A única via de acesso no sentido norte era fechada com uma porteira, onde terminava (ou iniciava) a povoação. Todos passavam pela tal porteira e pegavam a estrada até chegar ao Grupo Escolar, lá em cima.

Não eram só os meninos, havia as meninas também. Mas ficavam separadas dos moleques, porque segundo as normas da escola não podiam se misturar. Olhar podia, o que já significava alguma coisa. E quando se engraçavam, os olhos se cruzavam, o coração palpitava, as mãos gelavam e um quase engolia o outro com o olhar. Era muito bom. Uma sensação de posse e poder e de felicidade. Uma paixão juvenil desenfreada. Dali em diante, ninguém mais podia olhar para aquela menina, só o garoto que fora eleito: “Ela é minha e ninguém se atreva, ora!”. E se atrevesse entrava na porrada.

Na sala de aula, rolavam soltos os bilhetinhos com declarações de amor. A professora? Não podia nem sonhar com o que estava acontecendo, que o castigo era certo. A propósito, nunca saiu da sua lembrança o dia em que ficou ajoelhado sobre grãos de milho com os braços abertos detrás do quadro negro, ele e outro colega de infortúnio. Tudo por conta de traquinagem dentro da sala de aula. Foi triste, viu!…

Terminado o horário da escola, mal dava tempo para almoçar e o menino já saía de fininho, escondido de sua mãe, para encontrar-se com a turma. Atividades não faltavam: podiam caçar passarinho, beirar córrego e comer goiaba, manga ou jabuticaba em alguma tapera, e tomar banho no riacho.

Havia também o Largo da Igreja, que era enorme. Propício a traquinagens da gurizada. A noite, um breu, não havia luz elétrica. Às vezes chovia e escurecia ainda mais. Quando isso acontecia, ninguém brincava. Porém quando era lua clara, era só chegar ao Largo da Igreja e dar um grito. A molecada vinha na mesma hora. Brincavam de tudo quanto era coisa. Até de esconde-esconde. Não é preciso dizer que naquela época não havia celular, absorvendo toda a atenção da meninada. Assim a comunicação era feita na base da “garganta” e, na escola, através dos “bilhetinhos” que corriam de carteira em carteira.

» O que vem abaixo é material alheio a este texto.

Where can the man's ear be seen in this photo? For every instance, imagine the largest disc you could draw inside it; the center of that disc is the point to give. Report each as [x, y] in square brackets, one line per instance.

Com as meninas a melhor brincadeira era a de “passar anel”. Consistia no posicionamento de todos, meninos e meninas, rapazes e moças, sentados bem juntinhos e de mãos postas sobre os joelhos. Um dos participantes vinha com o anel preso nas mãos, fazendo-as passar devagar e de maneira carinhosa por dentro das mãos de cada um dos participantes. E dentro de uma delas, normalmente a de simpatia de quem o passava, o anel era deixado. No final, a pessoa perguntava a qualquer um dos integrantes: fulano, com quem está o anel? Se a pessoa acertasse, era ela quem devia passar o anel em seguida; se errasse, recebia um castigo: recitar uma poesia, latir feito cachorro, pular como sapo etc. E aí, quem estava com o anel escondido iria passá-lo outra vez.

Tempo bom, que não volta mais, nunca mais. Eles cresceram, e elas (as meninas) também cresceram, e todos se tornaram adultos. A povoação também cresceu, ficou adulta e se transformou em cidade, uma bela cidade. Pequena, mas aconchegante.

Novos tempos, nova vida, nova realidade. Histórias que atravessam o tempo e nunca mais saem da lembrança. Como era bom ser menino e morar no interior!… E os meninos e meninas eram felizes, mesmo sem celular!…

Elson Oliveira

Elson Gonçalves de Oliveira foi professor de Língua Portuguesa, é advogado militante e escritor, com vários livros publicados.